Tripoli: A pro-Islamist figure, Omar Al Hassi, on Tuesday presented a cabinet line-up to the outgoing General National Congress, which quickly recognised the list rivalling Libya’s internationally recognised government.

The interim GNC “approved Mr [Al] Hassi’s government”, assembly spokesperson Omar Ahmidan said, without specifying if the line-up had yet been formally submitted for approval.

Al Hassi’s cabinet list is made up of 19 personalities little-known to Libya’s wider public, the official Lana news agency said.

Al Hassi, a political science lecturer at the University of Benghazi in eastern Libya, was the losing candidate in a GNC election in June to elect a new premier and parliament. On August 25, he was tapped by the GNC to form a “salvation government” that would challenge the authority of the body now sitting in the eastern city of Tobruk.

Ahmad Mitig was elected instead, but the supreme court ruled his election unconstitutional and Abdullah Al Thinni remained interim premier.

Al Thinni now heads a toothless outgoing government that admitted on Monday from its safe refuge in Tobruk that control of Tripoli had in effect been lost to militias.

Libya had been sliding steadily into chaos since Muammar Gaddafi was overthrown and killed in October 2011.

The government in Tobruk announced last week that it had tendered its resignation to parliament, which on Monday voted to ask Al Thinni to form a streamlined new cabinet.

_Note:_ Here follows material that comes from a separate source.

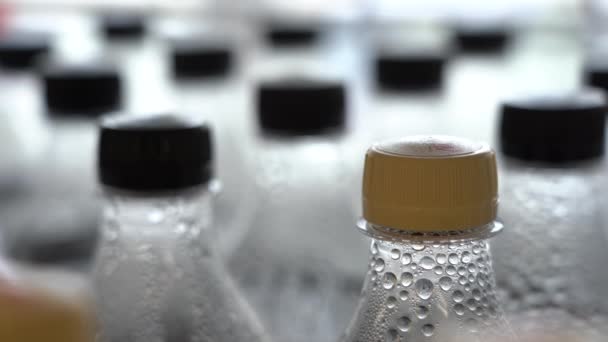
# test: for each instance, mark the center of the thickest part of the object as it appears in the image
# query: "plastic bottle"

The parallel administration in Tripoli was born after mostly Islamist militiamen on August 22 seized the capital’s international airport from nationalist rivals. After their victory, the GNC — whose mandate had officially expired with the election of a new government — tasked Al Hassi with forming a parallel administration.

Interim authorities had been steadily losing ground to the militias and the Fajr Libya (Libya Dawn) alliance of mainly Islamist groups, which seized Tripoli airport after weeks of fighting.

The central bank of the troubled but oil-rich North African nation, meanwhile, appealed on Tuesday for it to be kept out of the political chaos, warning in a statement that the international community could otherwise “freeze the assets of the Libyan government”.